# U.S. Medical Insurance Costs

Given a set of insurance cost data, provided in insurance.csv, the following analysis seeks to determine if the region in which a customer lives has a significant impact on the cost of their health insurance. This will be done by comparing the average costs of coverage in each region

In [37]:
#imports necessary csv module and sets kernel to display matplotlib in notebook mode
%matplotlib notebook
import csv


regions= []
charges= []

#Opens the insurance csv file and reads through each row, appending the regions to the regions list, and the charges to the charges list
with open('insurance.csv', newline = '') as insurance_f:
    csv_dict = csv.DictReader(insurance_f)
    for row in csv_dict:
        regions.append(row['region'])
        charges.append(row['charges'])

#Declares lists for filling with associated charges        
southwest = []
southeast = []
northwest = []
northeast = []
     
#Zips region and charge lists into paired tuples for iteration    
zipped_lst = zip(regions, charges)

#Iterates through list of tuples, populates region lists with associated charges. Also Converts charges from string to float.
for i in zipped_lst:
    if i[0] == 'southwest':
        southwest.append(float(i[1]))
    if i[0] == 'southeast':
        southeast.append(float(i[1]))
    if i[0] == 'northwest':
        northwest.append(float(i[1]))
    else:
        northeast.append(float(i[1]))


In [42]:
#Function for calculating average cost for a region
def region_average(lst):
    return sum(lst) / len(lst)



In [44]:
#Calculates and stores the averages to associated variables
southwest_average = region_average(southwest)
southeast_average = region_average(southeast)
northwest_average = region_average(northwest)
northeast_average = region_average(northeast)


12346.93737729231


In [55]:
#imports statistics module for easy calculation of more complex statistical indicators
import statistics

#calculate, store, and print the variance of each sample set
southwest_variance = statistics.variance(southwest)
southeast_variance = statistics.variance(southeast)
northwest_variance = statistics.variance(northwest)
northeast_variance = statistics.variance(northeast)

print(
    f"""The variance for the southwest set is {southwest_variance}, the variance for the southeast set is {southeast_variance}, 
the variance for the northwest set is {northwest_variance}, and the variance for the northeast set is {northeast_variance}.
"""
    )

#calculate, store and print the standard deviation of each sample set
southwest_stdv = statistics.stdev(southwest)
southeast_stdv = statistics.stdev(southeast)
northwest_stdv = statistics.stdev(northwest)
northeast_stdv = statistics.stdev(northeast)

print(
f"""The standard deviation for the southwest set is {southwest_stdv} USD, the standard deviation for the southeast set is {southeast_stdv} USD, 
the standard deviation for the northwest set is {northwest_stdv} USD, and the standard deviation for the northeast set is {northeast_stdv} USD."""
)

The variance for the southwest set is 133568388.76678441, the variance for the southeast set is 195191595.78332722, 
the variance for the northwest set is 122595316.3610199, and the variance for the northeast set is 154190820.98318765.

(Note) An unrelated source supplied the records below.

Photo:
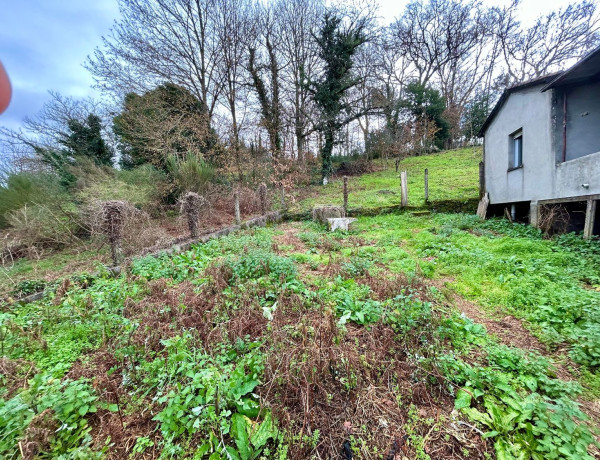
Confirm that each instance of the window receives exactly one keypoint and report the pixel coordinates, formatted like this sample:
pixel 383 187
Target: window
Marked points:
pixel 516 150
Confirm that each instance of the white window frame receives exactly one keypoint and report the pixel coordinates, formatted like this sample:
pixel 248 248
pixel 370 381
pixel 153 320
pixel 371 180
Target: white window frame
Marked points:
pixel 516 150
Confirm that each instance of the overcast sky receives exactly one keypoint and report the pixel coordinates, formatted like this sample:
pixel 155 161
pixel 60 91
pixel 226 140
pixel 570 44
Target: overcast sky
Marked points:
pixel 43 44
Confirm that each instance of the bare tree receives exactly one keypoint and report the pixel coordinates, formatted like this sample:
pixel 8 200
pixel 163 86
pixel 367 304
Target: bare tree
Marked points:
pixel 47 128
pixel 264 69
pixel 157 41
pixel 551 42
pixel 232 19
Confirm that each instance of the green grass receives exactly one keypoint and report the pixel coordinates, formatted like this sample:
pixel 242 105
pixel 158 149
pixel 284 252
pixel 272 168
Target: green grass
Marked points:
pixel 453 175
pixel 195 344
pixel 553 284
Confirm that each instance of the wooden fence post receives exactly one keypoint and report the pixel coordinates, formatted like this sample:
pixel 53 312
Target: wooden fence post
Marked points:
pixel 590 214
pixel 481 179
pixel 283 205
pixel 191 207
pixel 345 196
pixel 262 193
pixel 113 214
pixel 236 199
pixel 404 185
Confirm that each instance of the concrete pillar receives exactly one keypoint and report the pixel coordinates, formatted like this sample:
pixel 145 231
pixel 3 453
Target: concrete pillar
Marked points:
pixel 534 214
pixel 590 215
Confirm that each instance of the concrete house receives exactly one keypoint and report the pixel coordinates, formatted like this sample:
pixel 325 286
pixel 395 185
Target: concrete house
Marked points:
pixel 542 147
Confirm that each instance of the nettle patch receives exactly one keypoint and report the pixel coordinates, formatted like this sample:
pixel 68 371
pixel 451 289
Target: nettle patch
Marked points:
pixel 233 350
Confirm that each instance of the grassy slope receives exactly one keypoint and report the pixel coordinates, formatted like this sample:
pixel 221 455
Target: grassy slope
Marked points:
pixel 453 175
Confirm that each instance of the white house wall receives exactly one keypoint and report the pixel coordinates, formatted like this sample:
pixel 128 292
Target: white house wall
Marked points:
pixel 530 110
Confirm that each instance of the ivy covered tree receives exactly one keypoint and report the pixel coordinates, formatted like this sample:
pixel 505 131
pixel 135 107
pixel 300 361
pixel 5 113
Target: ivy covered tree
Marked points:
pixel 427 106
pixel 338 42
pixel 168 120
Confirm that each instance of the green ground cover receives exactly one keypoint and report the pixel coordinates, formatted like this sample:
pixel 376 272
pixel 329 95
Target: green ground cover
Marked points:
pixel 290 342
pixel 453 175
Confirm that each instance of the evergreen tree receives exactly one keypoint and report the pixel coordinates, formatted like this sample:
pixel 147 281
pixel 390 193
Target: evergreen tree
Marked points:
pixel 85 140
pixel 337 46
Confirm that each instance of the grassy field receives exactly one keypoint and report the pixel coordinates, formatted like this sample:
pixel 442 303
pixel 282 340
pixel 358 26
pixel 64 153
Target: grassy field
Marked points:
pixel 291 342
pixel 453 175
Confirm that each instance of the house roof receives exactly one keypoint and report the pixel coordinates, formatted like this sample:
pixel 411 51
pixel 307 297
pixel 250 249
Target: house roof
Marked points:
pixel 588 68
pixel 585 70
pixel 512 89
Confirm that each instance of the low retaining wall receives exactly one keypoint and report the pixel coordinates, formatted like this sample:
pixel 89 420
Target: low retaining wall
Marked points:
pixel 277 216
pixel 180 246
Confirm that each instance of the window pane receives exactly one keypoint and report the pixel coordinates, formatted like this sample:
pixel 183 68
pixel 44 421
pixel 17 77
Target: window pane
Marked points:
pixel 518 152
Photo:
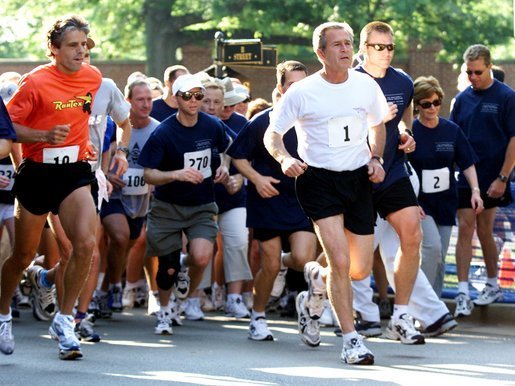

The standard deviation for the southwest set is 11557.179100748781 USD, the standard deviation for the southeast set is 13971.098588991748 USD, 
the standard deviation for the northwest set is 11072.276927579976 USD, and the standard deviation for the northeast set is 12417.359662310972 USD.


In [56]:
#imports matplotlib for plotting
import matplotlib.pyplot as plt

#plots a categorical bar graph to display cost disparity between regions
plt.bar(["Southwest", "Southeast", "Northwest", "Northeast"], [southwest_average, southeast_average, northwest_average, northeast_average])

<IPython.core.display.Javascript object>

<BarContainer object of 4 artists>

The bar graph above shows a slight difference between regions in average cost of care, but due to the high variance and standard deviations, these variations are likely not significant. Overall, the proximity of costs in the different regions as well as our statistical measures indicates that region of the country does not correlate with insurance costs. This is a likely indicator that these two things are unrelated.